LoRA

Overview

Natural language processing includes large-scale pretraining and adaptation to specific tasks or domains. Full fine-tuning becomes impractical with large models.

Definitions

Fine-Tuning

Refers to slight adjustments to a pre-trained model for specific tasks. Less feasible for larger models due to high cost and parameter count.

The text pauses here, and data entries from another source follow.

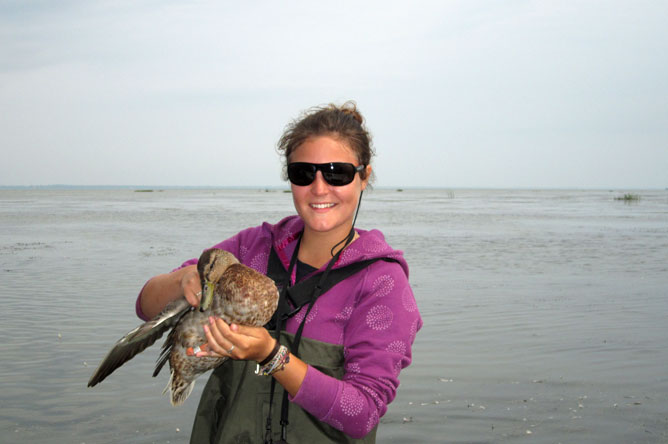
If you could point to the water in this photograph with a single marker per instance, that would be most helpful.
(545, 311)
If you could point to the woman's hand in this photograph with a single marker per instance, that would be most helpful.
(236, 341)
(191, 287)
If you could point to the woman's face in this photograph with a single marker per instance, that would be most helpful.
(325, 208)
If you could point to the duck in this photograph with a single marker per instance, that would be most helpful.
(230, 290)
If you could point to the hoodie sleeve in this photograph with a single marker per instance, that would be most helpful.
(377, 345)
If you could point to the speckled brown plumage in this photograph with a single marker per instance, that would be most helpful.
(241, 295)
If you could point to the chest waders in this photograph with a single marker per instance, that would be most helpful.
(238, 406)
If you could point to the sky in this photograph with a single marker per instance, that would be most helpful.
(456, 94)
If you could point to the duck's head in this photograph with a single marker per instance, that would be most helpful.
(211, 266)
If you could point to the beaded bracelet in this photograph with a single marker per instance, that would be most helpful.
(276, 364)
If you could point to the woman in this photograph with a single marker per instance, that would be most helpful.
(353, 339)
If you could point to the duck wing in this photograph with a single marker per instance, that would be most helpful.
(140, 339)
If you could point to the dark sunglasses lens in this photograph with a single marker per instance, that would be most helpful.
(339, 174)
(301, 174)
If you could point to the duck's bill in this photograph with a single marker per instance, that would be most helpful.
(207, 296)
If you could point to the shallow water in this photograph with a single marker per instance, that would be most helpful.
(545, 311)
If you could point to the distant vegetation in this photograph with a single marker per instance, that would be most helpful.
(628, 197)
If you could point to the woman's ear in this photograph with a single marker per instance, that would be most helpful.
(367, 175)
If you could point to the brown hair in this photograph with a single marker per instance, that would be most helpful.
(344, 123)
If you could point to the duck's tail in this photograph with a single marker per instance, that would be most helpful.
(179, 388)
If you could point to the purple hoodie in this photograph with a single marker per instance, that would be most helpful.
(373, 314)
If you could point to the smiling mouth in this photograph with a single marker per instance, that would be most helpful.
(322, 206)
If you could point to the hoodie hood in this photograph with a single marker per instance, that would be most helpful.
(369, 245)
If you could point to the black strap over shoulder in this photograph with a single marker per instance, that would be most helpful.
(302, 292)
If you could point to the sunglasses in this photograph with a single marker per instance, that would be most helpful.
(335, 173)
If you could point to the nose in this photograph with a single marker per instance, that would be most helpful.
(319, 186)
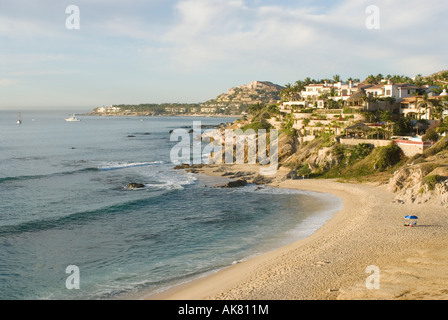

Low-Rank Adaptation (LoRA)

LoRA retains pre-trained weights and incorporates trainable rank decomposition matrices in the Transformer architecture, drastically reducing trainable parameters and GPU memory cost.

Trainable Parameters

These are adjustable aspects of the model during training. LoRA reduces these by 10,000 times, enhancing efficiency.

Model Quality

The accuracy or performance of a model. LoRA performs on par or better than traditional fine-tuning, even with fewer parameters.

Rank-Decomposition Matrices

Used in LoRA to reduce complexity without compromising quality or adding additional inference latency.

Inference Latency

Time taken for the model to respond. LoRA does not increase this latency.

Benefits of LoRA

• Significant reduction in trainable parameters and GPU memory requirements.
• Comparable or superior performance to fine-tuning on models like RoBERTa, DeBERTa, GPT-2, and GPT-3.
• Higher training throughput, no additional inference latency.

Empirical Investigation

Study into rank-deficiency in language model adaptation gives insights into LoRA's efficacy.

Availability

Package released for integration with PyTorch, including implementations and checkpoints for RoBERTa, DeBERTa, and GPT-2.